Ilsong Institute of Life Science, Hallym University, Anyang, Gyeonggi-do 14066, Korea.
Molecular Regulation of Aging, Tokyo Metropolitan Institute of Gerontology, Tokyo 173-0015, Japan.
Int J Mol Sci. 2017 Oct 27;18(11):2258. doi: 10.3390/ijms18112258.
The conversion of peptidylarginine into peptidylcitrulline by calcium-dependent peptidylarginine deiminases (PADs) has been implicated in the pathogenesis of a number of diseases, identifying PADs as therapeutic targets for various diseases.
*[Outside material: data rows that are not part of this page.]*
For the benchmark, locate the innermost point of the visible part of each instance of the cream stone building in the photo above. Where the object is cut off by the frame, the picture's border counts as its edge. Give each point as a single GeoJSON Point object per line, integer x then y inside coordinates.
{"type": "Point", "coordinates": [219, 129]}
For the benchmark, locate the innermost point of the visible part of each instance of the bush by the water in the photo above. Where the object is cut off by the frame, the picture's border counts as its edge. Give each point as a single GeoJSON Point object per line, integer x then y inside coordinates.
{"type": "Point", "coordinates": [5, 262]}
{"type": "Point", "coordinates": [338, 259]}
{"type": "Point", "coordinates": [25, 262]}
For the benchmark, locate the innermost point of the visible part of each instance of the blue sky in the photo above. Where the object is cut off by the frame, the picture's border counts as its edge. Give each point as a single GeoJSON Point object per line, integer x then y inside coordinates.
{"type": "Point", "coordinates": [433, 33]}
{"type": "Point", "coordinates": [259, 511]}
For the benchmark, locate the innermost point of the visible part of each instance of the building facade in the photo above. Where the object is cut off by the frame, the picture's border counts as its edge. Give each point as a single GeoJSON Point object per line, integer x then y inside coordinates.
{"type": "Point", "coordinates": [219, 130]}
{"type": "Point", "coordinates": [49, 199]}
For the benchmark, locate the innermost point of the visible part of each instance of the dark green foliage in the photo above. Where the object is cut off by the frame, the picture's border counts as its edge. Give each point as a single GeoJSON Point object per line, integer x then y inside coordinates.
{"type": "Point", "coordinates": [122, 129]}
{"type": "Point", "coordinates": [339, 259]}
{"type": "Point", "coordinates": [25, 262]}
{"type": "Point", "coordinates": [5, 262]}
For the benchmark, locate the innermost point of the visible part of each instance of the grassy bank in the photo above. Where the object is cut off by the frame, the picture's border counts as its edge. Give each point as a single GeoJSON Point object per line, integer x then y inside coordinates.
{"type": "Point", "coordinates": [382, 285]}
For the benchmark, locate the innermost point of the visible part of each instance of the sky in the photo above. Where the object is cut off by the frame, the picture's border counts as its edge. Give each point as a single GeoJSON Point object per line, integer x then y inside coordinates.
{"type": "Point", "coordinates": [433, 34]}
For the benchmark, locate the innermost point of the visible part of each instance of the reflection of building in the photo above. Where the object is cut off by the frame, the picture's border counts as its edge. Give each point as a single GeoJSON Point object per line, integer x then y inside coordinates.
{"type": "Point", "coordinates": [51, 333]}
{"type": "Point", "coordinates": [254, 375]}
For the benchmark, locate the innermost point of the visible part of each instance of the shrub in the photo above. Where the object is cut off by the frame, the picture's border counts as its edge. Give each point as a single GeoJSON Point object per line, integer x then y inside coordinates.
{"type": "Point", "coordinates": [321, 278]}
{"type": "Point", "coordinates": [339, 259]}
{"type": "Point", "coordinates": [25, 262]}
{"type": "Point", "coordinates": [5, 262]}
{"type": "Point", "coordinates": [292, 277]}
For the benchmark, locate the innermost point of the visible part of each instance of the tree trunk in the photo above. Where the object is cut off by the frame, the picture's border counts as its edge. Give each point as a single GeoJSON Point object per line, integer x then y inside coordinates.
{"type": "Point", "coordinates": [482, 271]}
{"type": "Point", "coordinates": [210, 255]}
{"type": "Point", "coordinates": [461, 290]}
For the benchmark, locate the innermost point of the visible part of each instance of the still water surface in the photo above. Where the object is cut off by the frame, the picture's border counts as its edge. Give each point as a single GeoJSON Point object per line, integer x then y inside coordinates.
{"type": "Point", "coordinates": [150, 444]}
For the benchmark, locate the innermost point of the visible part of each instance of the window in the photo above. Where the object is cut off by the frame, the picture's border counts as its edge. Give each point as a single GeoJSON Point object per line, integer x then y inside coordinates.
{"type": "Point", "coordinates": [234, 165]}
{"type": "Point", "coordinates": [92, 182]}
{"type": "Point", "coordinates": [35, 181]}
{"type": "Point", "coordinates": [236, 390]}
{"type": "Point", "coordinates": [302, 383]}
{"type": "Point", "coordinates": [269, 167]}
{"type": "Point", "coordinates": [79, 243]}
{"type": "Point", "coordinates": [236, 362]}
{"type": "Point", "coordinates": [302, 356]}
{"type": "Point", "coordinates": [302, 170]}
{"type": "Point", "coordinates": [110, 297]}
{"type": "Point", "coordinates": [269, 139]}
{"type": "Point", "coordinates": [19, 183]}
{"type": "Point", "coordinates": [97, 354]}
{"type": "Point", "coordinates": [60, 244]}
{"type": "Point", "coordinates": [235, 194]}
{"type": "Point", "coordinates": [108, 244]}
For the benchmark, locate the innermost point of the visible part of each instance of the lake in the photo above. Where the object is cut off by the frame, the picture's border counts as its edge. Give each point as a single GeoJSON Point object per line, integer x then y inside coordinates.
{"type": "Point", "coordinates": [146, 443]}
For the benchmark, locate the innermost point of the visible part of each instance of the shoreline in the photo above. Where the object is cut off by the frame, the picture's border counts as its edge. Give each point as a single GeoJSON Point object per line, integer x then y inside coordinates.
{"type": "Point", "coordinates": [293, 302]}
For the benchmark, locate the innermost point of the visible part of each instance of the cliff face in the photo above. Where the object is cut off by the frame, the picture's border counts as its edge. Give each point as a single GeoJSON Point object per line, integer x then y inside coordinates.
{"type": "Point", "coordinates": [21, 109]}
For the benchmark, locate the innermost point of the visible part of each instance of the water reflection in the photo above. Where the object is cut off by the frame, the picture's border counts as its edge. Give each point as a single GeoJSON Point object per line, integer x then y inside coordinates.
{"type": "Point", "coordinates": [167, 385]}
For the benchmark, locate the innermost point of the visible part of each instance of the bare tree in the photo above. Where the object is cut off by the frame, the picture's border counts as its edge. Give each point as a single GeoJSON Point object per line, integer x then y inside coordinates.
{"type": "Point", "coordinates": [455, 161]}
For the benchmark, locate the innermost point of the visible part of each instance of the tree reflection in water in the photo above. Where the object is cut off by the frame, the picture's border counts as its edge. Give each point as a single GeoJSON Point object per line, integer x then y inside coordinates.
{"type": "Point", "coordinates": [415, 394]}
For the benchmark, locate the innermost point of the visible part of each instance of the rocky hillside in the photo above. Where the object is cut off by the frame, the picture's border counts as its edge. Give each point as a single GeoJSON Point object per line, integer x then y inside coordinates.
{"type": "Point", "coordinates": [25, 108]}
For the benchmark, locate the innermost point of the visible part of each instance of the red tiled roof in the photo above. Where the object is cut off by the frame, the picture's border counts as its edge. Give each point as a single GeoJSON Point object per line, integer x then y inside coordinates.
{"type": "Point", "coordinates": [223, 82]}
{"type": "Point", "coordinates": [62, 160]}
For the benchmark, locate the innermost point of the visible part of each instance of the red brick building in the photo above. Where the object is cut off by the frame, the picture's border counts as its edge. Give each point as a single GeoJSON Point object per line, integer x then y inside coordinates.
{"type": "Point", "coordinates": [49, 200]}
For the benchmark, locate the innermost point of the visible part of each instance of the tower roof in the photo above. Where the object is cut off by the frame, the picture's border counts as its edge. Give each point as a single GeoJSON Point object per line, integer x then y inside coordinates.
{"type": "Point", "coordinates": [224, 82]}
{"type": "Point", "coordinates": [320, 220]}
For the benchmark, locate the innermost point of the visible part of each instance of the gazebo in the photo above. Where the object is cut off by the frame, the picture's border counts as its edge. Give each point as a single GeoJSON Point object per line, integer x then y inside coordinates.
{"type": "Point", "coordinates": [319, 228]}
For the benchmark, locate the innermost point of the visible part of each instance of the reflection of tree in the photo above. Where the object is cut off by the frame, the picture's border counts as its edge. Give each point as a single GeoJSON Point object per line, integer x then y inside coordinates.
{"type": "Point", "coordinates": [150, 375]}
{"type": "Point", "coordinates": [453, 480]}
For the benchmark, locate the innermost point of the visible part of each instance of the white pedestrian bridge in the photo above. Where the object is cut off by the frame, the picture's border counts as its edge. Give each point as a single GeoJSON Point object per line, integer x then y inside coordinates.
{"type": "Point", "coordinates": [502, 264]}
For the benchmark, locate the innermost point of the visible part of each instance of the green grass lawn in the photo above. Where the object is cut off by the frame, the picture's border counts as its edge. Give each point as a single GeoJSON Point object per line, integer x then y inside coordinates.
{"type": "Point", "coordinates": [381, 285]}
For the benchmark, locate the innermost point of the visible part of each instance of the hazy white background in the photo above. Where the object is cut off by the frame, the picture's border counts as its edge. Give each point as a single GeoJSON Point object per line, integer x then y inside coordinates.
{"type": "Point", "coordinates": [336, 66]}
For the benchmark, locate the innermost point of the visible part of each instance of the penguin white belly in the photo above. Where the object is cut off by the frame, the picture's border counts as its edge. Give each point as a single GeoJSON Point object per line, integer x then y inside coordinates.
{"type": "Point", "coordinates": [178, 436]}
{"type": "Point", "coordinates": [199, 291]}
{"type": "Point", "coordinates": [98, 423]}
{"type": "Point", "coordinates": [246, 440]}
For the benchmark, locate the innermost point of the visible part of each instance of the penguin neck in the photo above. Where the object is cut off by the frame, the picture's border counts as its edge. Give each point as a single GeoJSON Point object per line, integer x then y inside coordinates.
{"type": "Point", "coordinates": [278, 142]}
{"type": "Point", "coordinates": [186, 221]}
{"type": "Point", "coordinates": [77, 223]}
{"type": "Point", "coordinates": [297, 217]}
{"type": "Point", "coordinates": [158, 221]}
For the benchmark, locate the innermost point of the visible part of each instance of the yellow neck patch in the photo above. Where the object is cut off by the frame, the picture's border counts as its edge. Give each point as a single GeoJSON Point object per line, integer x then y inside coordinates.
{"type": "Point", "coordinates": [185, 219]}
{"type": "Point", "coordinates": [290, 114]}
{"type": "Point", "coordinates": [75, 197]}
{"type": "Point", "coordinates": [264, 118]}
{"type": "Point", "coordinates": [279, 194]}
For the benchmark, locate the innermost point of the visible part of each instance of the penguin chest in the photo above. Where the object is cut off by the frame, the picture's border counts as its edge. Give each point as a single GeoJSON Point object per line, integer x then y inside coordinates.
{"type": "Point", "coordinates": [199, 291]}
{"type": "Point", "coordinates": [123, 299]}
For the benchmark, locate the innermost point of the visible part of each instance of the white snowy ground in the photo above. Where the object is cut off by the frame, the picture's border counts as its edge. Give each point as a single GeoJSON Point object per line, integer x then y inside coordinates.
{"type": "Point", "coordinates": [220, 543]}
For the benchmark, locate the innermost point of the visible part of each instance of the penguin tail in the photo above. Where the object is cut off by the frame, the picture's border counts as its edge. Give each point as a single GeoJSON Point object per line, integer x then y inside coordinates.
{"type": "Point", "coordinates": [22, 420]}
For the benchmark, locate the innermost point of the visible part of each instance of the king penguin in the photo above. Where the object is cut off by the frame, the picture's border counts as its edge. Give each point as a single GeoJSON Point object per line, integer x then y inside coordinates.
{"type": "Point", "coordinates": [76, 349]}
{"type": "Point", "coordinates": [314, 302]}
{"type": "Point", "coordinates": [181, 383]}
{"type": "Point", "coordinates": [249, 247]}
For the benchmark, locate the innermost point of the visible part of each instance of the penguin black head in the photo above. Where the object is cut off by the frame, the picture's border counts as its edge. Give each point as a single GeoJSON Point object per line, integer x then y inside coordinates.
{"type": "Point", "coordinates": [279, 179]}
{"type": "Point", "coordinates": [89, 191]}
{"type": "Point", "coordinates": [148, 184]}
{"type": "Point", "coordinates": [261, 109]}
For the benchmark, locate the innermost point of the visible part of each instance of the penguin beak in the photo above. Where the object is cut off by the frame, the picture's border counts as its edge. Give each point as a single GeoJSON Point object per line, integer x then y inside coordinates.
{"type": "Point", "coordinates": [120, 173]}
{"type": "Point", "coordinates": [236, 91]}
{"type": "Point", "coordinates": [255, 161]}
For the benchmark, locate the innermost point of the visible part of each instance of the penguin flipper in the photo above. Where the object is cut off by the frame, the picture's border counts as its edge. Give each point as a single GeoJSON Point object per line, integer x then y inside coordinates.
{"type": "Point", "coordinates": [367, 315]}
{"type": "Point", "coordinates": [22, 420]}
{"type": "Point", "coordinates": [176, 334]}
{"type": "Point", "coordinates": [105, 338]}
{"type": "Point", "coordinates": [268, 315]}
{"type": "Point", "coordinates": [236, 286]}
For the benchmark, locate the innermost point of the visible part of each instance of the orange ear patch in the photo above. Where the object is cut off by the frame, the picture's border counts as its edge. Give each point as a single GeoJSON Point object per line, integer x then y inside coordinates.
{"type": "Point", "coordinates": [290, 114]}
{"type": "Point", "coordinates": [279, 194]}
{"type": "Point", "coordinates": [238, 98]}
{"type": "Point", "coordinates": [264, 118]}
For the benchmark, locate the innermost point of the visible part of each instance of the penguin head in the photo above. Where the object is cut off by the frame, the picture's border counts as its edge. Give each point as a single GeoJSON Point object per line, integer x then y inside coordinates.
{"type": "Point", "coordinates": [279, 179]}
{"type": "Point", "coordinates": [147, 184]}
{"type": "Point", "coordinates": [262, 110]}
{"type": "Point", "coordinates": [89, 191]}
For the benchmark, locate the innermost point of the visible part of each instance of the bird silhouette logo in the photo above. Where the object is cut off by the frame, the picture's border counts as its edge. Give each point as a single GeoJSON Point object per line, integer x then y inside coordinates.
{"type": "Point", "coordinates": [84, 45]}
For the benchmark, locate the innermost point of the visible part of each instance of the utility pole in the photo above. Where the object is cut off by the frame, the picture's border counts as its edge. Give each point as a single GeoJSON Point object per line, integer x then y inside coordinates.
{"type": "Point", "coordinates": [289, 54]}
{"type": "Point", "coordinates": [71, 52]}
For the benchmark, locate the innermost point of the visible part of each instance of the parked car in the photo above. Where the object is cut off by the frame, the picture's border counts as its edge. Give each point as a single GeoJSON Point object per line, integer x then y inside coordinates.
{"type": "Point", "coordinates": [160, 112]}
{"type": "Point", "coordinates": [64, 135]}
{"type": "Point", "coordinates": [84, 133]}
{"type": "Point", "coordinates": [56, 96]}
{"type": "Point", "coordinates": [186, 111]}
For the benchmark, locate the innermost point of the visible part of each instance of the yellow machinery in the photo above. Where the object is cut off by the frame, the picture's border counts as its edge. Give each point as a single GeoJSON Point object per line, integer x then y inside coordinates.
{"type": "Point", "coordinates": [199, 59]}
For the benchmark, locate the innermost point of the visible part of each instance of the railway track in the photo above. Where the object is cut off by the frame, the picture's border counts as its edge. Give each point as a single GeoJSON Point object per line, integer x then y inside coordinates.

The PAD inhibitor Cl-amidine ameliorates the disease course, severity, and clinical manifestation in multiple disease models, and it also modulates dendritic cell (DC) functions such as cytokine production, antigen presentation, and T cell proliferation. The beneficial effects of Cl-amidine make it an attractive compound for PAD-targeting therapeutic strategies in inflammatory diseases. Here, we found that Cl-amidine inhibited nitric oxide (NO) generation in a time- and dose-dependent manner in maturing DCs activated by lipopolysaccharide (LPS). This suppression of NO generation was independent of changes in NO synthase (NOS) enzyme activity levels but was instead dependent on changes in inducible NO synthase (iNOS) transcription and expression levels. Several upstream signaling pathways for iNOS expression, including the mitogen-activated protein kinase, nuclear factor-κB p65 (NF-κB p65), and hypoxia-inducible factor 1 pathways, were not affected by Cl-amidine. By contrast, the LPS-induced signal transducer and the activator of transcription (STAT) phosphorylation and activator protein-1 (AP-1) transcriptional activities (c-Fos, JunD, and phosphorylated c-Jun) were decreased in Cl-amidine-treated DCs. Inhibition of Janus kinase/STAT signaling dramatically suppressed iNOS expression and NO production, whereas AP-1 inhibition had no effect. These results indicate that Cl-amidine-inhibited STAT activation may suppress iNOS expression. Additionally, we found mildly reduced cyclooxygenase-2 expression and prostaglandin E2 production in Cl-amidine-treated DCs. Our findings indicate that Cl-amidine acts as a novel suppressor of iNOS expression, suggesting that Cl-amidine has the potential to ameliorate the effects of excessive iNOS/NO-linked immune responses.
钙依赖性肽基精氨酸脱亚氨酶(PADs)将肽基精氨酸转化为肽基瓜氨酸,这与许多疾病的发病机制有关,鉴定 PADs 为各种疾病的治疗靶点。PAD 抑制剂 Cl-amidine 可改善多种疾病模型的疾病进程、严重程度和临床表现,还可调节树突状细胞(DC)的功能,如细胞因子产生、抗原呈递和 T 细胞增殖。Cl-amidine 的有益作用使其成为炎症性疾病中针对 PAD 的治疗策略的有吸引力的化合物。在这里,我们发现 Cl-amidine 以时间和剂量依赖的方式抑制脂多糖(LPS)激活的成熟 DC 中一氧化氮(NO)的产生。这种对 NO 生成的抑制与一氧化氮合酶(NOS)酶活性水平的变化无关,而是依赖于诱导型一氧化氮合酶(iNOS)转录和表达水平的变化。几种 iNOS 表达的上游信号通路,包括丝裂原活化蛋白激酶、核因子-κB p65(NF-κB p65)和缺氧诱导因子 1 途径,不受 Cl-amidine 影响。相比之下,Cl-amidine 处理的 DC 中 LPS 诱导的信号转导和转录激活因子(STAT)磷酸化和激活蛋白-1(AP-1)转录活性(c-Fos、JunD 和磷酸化 c-Jun)降低。Janus 激酶/STAT 信号抑制显著抑制 iNOS 表达和 NO 产生,而 AP-1 抑制没有作用。这些结果表明,Cl-amidine 抑制的 STAT 激活可能抑制 iNOS 表达。此外,我们发现 Cl-amidine 处理的 DC 中环氧合酶-2 表达和前列腺素 E2 产生略有降低。我们的研究结果表明,Cl-amidine 作为 iNOS 表达的新型抑制剂发挥作用,表明 Cl-amidine 具有减轻过度的 iNOS/NO 相关免疫反应的潜力。